US Treasury Secretary Janet Yellen is critical of China's massive exports around the world. They produce too much of everything, especially clean energy products, and the world cannot absorb it, said the US politician during a visit to the Chinese metropolis of Guangzhou.

China is currently flooding the global market with electric vehicles, batteries, solar cells, semiconductors and other industrial goods. The background is massive overcapacity that has been built up through years of massive government subsidies and which is now encountering weak domestic demand. World market prices for many goods have fallen due to the flood of products from China and are putting producers in other countries under pressure.
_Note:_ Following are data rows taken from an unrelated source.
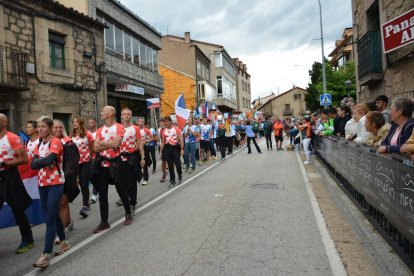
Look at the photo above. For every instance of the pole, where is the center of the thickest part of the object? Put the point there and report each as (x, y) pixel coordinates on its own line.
(323, 54)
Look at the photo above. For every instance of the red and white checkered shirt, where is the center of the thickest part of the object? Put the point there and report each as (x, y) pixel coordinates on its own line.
(83, 145)
(8, 145)
(30, 147)
(129, 142)
(51, 176)
(108, 134)
(170, 135)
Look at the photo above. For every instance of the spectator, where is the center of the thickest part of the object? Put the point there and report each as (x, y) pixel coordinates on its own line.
(401, 128)
(344, 115)
(381, 102)
(375, 124)
(359, 112)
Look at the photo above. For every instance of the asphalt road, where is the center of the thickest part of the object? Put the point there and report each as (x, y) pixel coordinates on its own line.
(248, 215)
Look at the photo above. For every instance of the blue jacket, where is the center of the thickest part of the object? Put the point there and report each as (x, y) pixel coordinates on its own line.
(405, 133)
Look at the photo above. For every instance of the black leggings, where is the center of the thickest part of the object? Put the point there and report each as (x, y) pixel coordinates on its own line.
(84, 177)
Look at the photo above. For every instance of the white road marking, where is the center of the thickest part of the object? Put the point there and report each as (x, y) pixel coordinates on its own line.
(85, 242)
(334, 259)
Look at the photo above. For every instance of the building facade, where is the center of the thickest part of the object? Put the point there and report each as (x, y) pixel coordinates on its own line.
(186, 70)
(131, 56)
(51, 62)
(343, 49)
(378, 73)
(286, 105)
(243, 89)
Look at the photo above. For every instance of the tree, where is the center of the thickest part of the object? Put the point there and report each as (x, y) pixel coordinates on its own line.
(335, 83)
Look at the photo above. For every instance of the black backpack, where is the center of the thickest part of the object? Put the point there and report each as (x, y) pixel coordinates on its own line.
(71, 158)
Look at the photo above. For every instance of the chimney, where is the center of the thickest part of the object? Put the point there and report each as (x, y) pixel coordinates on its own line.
(187, 38)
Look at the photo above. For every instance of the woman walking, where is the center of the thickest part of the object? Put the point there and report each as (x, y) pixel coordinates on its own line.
(84, 141)
(47, 159)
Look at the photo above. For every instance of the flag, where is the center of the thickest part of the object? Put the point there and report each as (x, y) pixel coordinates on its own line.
(153, 103)
(181, 112)
(34, 212)
(206, 108)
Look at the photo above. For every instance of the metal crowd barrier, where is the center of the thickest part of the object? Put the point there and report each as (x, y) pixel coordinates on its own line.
(383, 185)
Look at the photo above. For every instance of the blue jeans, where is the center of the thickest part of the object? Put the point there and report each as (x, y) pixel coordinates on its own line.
(189, 152)
(50, 197)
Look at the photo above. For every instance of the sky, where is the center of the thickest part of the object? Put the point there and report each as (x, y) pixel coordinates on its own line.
(278, 40)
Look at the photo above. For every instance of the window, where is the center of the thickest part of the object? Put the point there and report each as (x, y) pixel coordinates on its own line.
(135, 49)
(127, 46)
(57, 51)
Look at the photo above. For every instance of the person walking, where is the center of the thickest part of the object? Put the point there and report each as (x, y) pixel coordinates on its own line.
(12, 190)
(251, 136)
(172, 147)
(109, 168)
(48, 160)
(84, 141)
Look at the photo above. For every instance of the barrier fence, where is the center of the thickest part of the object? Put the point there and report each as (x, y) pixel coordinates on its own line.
(382, 184)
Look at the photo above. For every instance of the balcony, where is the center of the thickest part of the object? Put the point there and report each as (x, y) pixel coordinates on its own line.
(370, 59)
(12, 69)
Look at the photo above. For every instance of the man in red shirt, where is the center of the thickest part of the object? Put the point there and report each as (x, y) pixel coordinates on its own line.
(12, 190)
(109, 168)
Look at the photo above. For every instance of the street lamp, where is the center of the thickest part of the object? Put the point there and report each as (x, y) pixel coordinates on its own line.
(348, 86)
(323, 54)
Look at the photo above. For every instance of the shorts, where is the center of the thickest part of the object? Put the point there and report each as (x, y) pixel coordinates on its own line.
(205, 145)
(279, 138)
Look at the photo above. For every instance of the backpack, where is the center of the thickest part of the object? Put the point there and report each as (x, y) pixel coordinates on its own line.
(70, 160)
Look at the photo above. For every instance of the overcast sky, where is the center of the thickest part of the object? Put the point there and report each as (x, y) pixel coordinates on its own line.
(270, 36)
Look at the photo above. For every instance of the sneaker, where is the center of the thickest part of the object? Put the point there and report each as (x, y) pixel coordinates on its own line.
(102, 227)
(84, 211)
(94, 198)
(172, 184)
(24, 247)
(43, 261)
(70, 227)
(63, 247)
(119, 203)
(128, 219)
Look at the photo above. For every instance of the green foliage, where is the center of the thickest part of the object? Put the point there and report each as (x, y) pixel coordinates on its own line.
(335, 83)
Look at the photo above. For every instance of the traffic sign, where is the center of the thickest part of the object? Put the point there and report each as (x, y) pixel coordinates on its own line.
(325, 99)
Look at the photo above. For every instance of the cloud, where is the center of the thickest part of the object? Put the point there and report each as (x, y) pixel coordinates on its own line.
(270, 36)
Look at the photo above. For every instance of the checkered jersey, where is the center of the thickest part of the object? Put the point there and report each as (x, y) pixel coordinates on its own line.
(108, 134)
(83, 145)
(8, 145)
(129, 142)
(170, 135)
(49, 176)
(30, 147)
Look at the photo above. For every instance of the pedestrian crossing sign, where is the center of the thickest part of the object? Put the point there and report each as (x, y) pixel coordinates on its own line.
(325, 99)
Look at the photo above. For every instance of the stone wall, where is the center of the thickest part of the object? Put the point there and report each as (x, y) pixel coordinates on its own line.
(70, 91)
(398, 65)
(175, 83)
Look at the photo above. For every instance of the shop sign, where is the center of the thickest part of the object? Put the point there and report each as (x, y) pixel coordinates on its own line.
(398, 32)
(124, 87)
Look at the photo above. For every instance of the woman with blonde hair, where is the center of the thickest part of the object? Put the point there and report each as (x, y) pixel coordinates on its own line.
(84, 141)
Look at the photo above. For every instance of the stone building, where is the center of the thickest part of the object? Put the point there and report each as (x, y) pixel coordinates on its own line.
(286, 105)
(131, 55)
(244, 93)
(378, 73)
(186, 70)
(51, 62)
(343, 49)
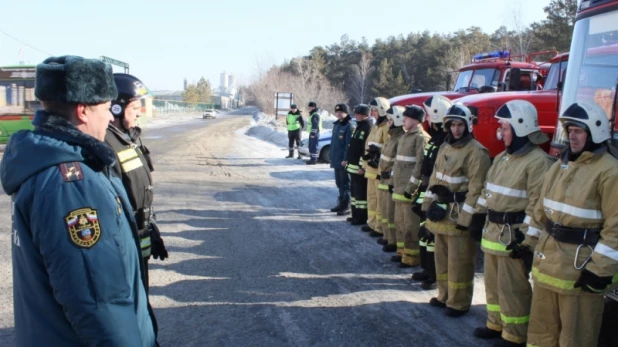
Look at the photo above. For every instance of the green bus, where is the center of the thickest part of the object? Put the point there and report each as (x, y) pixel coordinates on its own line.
(17, 101)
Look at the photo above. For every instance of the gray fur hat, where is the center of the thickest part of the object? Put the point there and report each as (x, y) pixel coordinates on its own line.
(74, 79)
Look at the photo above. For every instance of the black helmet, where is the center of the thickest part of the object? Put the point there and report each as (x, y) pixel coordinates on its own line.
(341, 108)
(415, 112)
(129, 88)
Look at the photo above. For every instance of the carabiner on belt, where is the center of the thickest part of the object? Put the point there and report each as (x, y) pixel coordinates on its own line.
(577, 252)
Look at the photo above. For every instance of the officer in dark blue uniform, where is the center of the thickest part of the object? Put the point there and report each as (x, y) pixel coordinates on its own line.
(76, 265)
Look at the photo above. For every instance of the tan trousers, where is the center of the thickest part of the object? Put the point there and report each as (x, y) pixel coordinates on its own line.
(564, 320)
(455, 257)
(407, 224)
(373, 204)
(509, 295)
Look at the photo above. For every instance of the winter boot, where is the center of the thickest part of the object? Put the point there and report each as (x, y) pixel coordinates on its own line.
(486, 333)
(389, 248)
(420, 276)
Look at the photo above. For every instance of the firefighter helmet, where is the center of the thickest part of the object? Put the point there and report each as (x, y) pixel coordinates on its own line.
(130, 88)
(436, 108)
(395, 114)
(460, 112)
(380, 104)
(589, 116)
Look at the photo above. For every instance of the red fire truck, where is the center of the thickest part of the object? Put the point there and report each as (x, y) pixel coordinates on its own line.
(485, 105)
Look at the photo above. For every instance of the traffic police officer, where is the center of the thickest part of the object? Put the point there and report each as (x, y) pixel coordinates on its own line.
(511, 192)
(76, 265)
(134, 164)
(371, 159)
(295, 124)
(577, 251)
(454, 188)
(435, 109)
(314, 128)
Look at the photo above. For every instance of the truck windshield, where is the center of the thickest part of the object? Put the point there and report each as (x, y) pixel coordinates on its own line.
(17, 91)
(552, 77)
(475, 79)
(593, 67)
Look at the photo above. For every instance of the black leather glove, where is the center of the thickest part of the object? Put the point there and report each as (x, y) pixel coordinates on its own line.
(158, 249)
(476, 226)
(592, 283)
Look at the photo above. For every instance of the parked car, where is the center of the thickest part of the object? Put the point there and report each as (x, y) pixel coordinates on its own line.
(209, 114)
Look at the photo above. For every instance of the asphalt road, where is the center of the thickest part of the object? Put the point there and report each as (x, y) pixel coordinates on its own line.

In a series of meetings with senior Chinese business officials Friday through Monday, Yellen will try to convey her view that overproduction is unhealthy for China and that there are growing concerns about it in the U.S., Europe, Japan, Mexico and other major economies.

The consequence could be trade restrictions by other countries, said a high-ranking US Treasury Department official. "If there are trade measures worldwide, they are not directed against China, but rather a reaction to its policies," he emphasized at the same time.

Brad Setser, a former US Department of Commerce and Treasury official, expects new tensions between the US and China over China's export boom. Yellen's warnings could be a first step by the Biden administration toward new tariffs or other trade barriers on Chinese electric vehicles, batteries and other goods.

Yellen declined to comment on possible tariffs. But she said the Biden administration is committed to advancing U.S. supply chains for electric vehicles, solar power and other clean energy products through investment tax credits and that it is not ruling out "other options" to protect domestic production.

At the end of 2022, China had a production capacity of 43 million vehicles per year, but factory utilization was only just under 55 percent, according to the China Passenger Car Association. Bill Russo, founder of Shanghai-based consultancy Automobility, estimates that this equates to excess capacity of about 10 million vehicles per year, accounting for about two-thirds of North American automobile production in 2022.

Overcapacity is even greater in the Chinese solar sector. Overproduction there pushed market prices down by 42 percent last year. But major Chinese manufacturers continue to build factories, supported by government subsidies.

At the end of 2023, China had a capacity of 861 gigawatts of solar panels per year, more than double the world's total installed capacity of 390 million gigawatts. An additional 500 to 600 gigawatts per year are expected to come online this year - enough to meet all global demand by 2032, according to energy research firm Wood Mackenzie.